NEWARK, NJ (TIP): An Indian American husband and wife from New Jersey who owned a mobile diagnostic testing company admitted receiving more than $4.3 million from Medicare and private insurance companies for diagnostic testing and reports that were never interpreted by a licensed physician, U.S. Attorney Paul J. Fishman announced.
Nita K. Patel and Kirtish N. Patel, were arrested in June of 2014, pleaded guilty before U.S. District Judge William H. Walls in Newark federal court and both have been charged with one count of health care fraud each.
They duo owned Biomedical Sound Services as well as Heart Solutions in Parsippany and were mobile diagnostic companies.
According to an FBI press release, the companies provided mobile diagnostic testing, including ultrasounds, echocardiograms and nerve conduction studies that were used to diagnose heart defects, blood clots, abdominal aortic aneurysms and other serious medical conditions.
Biosound was responsible for sending the tests to a “reading physician”-an appropriate specialist who would interpret the results. After the reading physician prepared a report, Biosound was responsible for providing it to the referring physician.
Instead, Kirtish Patel interpreted them himself, and forged the signatures of physicians, authorities said.
Biosound was paid millions of dollars by Medicare and other payors for the diagnostic testing, the reading physician’s interpretation of the results and the reports.
Kirtish Patel admitted to, from October 2008 through June 2014, fraudulently interpreting and writing diagnostic reports produced by Biosound despite having no medical license and knowing that the reports would be used by the referring physicians to make important patient treatment decisions. Nita Patel admitted assisting her husband in forging physician signatures on the fraudulently produced reports to make them appear legitimate. Nita and Kirtish Patel also admitted falsely representing to Medicare that the neurological testing performed by Biosound was being supervised by a licensed neurologist.
More than half of the diagnostic reports generated by Biosound between October 2008 and June 2014 were never actually reviewed or interpreted by a physician.

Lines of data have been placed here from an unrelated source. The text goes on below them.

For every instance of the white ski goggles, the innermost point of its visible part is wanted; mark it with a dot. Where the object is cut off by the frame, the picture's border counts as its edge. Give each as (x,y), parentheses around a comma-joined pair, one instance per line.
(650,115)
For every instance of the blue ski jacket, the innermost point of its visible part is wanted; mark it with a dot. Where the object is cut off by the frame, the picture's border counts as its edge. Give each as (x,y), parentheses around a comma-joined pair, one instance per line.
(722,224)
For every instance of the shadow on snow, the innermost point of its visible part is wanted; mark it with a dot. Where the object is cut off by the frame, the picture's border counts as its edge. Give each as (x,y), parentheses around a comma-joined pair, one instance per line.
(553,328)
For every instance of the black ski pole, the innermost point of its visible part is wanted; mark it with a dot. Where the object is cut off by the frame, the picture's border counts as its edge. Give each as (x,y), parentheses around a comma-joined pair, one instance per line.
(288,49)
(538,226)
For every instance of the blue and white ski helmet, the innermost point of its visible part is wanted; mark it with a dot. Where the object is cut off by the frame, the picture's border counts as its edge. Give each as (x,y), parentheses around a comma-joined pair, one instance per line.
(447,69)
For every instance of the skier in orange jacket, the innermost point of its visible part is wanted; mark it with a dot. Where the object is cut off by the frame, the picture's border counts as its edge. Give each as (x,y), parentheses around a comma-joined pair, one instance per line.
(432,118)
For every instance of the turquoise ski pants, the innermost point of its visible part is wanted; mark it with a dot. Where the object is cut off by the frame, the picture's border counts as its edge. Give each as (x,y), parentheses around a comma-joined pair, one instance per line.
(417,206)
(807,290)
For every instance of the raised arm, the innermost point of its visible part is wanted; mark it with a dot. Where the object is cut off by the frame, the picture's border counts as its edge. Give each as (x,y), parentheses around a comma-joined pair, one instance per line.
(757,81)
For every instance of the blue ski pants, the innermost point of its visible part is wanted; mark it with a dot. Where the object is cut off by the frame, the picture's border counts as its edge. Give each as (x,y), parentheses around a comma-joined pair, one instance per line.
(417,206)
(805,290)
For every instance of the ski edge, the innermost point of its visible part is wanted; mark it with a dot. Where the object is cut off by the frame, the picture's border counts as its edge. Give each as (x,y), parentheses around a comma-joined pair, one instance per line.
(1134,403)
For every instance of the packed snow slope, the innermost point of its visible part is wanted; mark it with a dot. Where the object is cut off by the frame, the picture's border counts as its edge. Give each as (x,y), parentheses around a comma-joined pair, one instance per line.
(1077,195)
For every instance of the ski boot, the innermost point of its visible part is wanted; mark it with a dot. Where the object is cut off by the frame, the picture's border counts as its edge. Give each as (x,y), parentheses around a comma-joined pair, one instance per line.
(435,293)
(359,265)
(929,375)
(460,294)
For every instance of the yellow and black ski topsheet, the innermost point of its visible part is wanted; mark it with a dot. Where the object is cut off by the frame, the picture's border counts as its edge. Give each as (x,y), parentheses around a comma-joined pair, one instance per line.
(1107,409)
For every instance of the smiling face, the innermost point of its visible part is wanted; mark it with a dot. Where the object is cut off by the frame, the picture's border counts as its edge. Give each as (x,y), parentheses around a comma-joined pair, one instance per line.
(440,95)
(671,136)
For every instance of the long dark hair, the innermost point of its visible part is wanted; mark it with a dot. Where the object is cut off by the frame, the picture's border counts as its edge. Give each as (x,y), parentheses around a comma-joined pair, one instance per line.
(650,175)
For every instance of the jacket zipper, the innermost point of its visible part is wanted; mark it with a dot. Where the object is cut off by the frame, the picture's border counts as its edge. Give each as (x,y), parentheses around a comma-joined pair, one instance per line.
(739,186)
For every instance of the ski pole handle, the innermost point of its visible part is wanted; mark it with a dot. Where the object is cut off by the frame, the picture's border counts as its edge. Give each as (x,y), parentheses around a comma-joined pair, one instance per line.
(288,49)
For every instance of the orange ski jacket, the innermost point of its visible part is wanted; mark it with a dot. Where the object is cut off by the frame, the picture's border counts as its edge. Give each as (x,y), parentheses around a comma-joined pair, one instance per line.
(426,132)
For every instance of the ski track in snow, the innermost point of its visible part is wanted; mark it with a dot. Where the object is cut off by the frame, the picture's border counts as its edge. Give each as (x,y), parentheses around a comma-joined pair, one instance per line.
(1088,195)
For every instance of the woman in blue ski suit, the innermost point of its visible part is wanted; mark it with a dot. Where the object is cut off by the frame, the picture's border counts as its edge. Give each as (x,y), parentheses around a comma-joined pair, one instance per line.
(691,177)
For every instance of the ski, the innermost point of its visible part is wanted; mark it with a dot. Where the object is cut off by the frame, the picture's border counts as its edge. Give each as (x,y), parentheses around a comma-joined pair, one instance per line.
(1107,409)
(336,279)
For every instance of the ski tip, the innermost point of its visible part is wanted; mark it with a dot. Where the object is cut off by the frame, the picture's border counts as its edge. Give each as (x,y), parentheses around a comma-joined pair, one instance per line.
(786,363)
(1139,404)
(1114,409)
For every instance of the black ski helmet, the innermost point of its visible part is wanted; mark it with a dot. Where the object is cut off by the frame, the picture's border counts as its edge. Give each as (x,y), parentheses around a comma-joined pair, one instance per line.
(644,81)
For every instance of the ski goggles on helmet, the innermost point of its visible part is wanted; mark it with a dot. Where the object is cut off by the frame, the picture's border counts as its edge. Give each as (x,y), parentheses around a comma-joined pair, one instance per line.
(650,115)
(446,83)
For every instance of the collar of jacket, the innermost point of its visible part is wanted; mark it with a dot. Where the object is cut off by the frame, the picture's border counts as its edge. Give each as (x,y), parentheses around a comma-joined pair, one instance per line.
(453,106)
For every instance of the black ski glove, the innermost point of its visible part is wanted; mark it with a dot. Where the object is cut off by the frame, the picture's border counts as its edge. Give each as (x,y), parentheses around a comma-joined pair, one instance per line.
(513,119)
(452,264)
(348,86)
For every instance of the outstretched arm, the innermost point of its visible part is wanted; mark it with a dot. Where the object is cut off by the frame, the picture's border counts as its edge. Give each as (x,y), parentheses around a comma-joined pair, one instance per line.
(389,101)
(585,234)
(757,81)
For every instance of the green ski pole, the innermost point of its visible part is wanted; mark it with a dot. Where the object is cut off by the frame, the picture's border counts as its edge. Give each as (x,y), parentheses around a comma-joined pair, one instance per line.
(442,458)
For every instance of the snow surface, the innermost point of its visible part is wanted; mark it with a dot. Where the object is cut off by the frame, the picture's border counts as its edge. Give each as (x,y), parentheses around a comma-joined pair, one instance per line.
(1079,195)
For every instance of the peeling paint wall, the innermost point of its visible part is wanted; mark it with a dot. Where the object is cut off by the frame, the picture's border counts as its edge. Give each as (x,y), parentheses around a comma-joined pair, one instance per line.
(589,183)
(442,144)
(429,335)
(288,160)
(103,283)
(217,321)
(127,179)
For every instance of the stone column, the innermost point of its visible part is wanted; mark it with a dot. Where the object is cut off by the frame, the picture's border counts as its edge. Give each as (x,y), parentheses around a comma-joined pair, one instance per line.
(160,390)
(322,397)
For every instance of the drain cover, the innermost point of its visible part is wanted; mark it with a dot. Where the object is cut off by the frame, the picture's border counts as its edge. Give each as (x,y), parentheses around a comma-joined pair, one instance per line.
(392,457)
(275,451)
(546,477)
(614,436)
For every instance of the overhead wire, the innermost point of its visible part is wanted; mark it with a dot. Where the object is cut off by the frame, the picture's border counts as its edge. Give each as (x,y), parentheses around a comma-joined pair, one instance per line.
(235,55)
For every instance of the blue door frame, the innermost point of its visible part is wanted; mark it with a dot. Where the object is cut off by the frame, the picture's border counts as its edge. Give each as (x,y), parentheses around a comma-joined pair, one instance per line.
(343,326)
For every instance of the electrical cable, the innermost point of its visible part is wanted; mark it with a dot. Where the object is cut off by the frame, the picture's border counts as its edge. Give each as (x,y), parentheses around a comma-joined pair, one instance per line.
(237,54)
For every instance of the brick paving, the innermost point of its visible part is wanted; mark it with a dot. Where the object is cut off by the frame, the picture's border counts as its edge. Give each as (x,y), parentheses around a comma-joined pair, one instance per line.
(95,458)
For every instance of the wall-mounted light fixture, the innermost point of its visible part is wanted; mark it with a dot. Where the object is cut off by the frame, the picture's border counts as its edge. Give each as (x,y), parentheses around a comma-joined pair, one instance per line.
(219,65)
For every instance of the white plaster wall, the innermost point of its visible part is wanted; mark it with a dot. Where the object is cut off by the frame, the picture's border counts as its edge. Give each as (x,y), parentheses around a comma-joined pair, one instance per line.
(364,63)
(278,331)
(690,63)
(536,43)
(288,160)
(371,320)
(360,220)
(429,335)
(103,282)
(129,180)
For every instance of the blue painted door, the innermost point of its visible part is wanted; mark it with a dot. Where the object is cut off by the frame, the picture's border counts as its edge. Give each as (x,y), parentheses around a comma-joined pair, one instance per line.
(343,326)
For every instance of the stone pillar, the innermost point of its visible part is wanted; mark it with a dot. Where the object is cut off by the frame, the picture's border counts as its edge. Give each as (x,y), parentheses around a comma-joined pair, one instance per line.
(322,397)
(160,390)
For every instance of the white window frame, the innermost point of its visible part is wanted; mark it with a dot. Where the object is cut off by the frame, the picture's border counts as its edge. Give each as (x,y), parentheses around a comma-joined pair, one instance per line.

Nita and Kirtish Patel were paid more than$4,386,133.75 by Medicare and private insurance companies for the fraudulent reports, which they used for personal expenses, including multiple residences and luxury vehicles.
The health care fraud charge to which Nita and Kirtish Patel pleaded guilty carries a maximum potential penalty of 10 years in prison and a $250,000 fine, or twice the gross gain or loss from the offense. Sentencing for both defendants is scheduled for March 15, 2016.